Türkiye'de geçirdiği 20 yılı anlatan Brunson, "Hakkımdaki iddialar temelsizdi, yalana dayalıydı" dedi. Brunson bu yıl Macaristan vatandaşı da olmuştu.
Serbest bırakılması için ABD'nin Türkiye'ye karşı ekonomik yaptırımlar uyguladığı Brunson, "Bir NATO ülkesinin bir başka NATO ülkesini cezalandırmasına neden oldum" dedi.
Brunson uzun mülakatta, 1990'lı yılların ortalarından bu yana Macaristan vatandaşı eşi ve çocuklarıyla birlikte Türkiye'de yaşadığını anlattı.
Misyoner olarak İzmir'de faaliyet gösteren Brunson, bu uzun süre içinde attığı her adımın yetkililer tarafından bilindiğini, izlendiğini, yaptıkları tüm faaliyetleri devlete bildirdiklerini, dolayısıyla gizli saklı hiçbir işinin olmadığının altını çizdi.
Brunson, savcılar tarafından "darbe girişimine yardımcı olmakla, FETÖ ve PKK gibi terör örgütlerine yardım etmekle" suçlanmasının akla hayale sığmayacak iddialar olduğunu savundu.
ABD'li casus, "Hayatımda Gülen hareketinden hiç kimseyle karşılaşmadım, onlarla irtibatım olmadı, hapse atılıncaya kadar...Orada ise beni onlarla aynı hücreye koydular" dedi.
TERÖRİSTLERLE ÇARŞAF ÇARŞAF FOTOĞRAFLARINI UNUTTU REHİN ALINDIM DEDİ
Brunson sahte ve yalana dayalı iddialarla bir "rehin alma diplomasisinin" kurbanı olduğunu, savcılığın belgelerinin her birinin komploya dayandığını iddia etti.

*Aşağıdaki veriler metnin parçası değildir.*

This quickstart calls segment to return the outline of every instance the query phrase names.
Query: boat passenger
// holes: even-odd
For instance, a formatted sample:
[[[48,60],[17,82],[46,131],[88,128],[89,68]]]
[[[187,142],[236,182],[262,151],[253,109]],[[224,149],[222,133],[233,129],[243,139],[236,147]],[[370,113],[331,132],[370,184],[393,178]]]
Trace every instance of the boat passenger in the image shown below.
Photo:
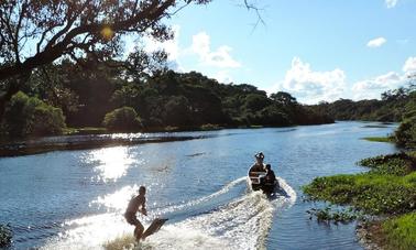
[[[255,163],[250,167],[250,176],[252,176],[252,172],[265,172],[264,170],[264,154],[262,152],[259,152],[254,155]]]
[[[274,174],[274,171],[272,171],[272,165],[266,164],[265,171],[266,171],[266,175],[264,176],[264,183],[274,184],[274,182],[276,181],[276,175]]]

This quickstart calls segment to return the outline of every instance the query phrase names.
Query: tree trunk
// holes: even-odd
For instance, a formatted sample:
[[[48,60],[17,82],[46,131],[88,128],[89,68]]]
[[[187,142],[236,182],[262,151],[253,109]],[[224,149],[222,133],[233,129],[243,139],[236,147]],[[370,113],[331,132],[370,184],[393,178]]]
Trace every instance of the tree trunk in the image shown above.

Savcılık tarafından kendisi hakkında kötü şeyler söylemekle görevlendirilen tanıkların bilhassa mahkemeye getirildiğini söyleyen Brunson, "tüm dava süresince kendisinden itiraf koparılabilmek için" üzerinde muazzam bir baskı olduğunu da ekledi.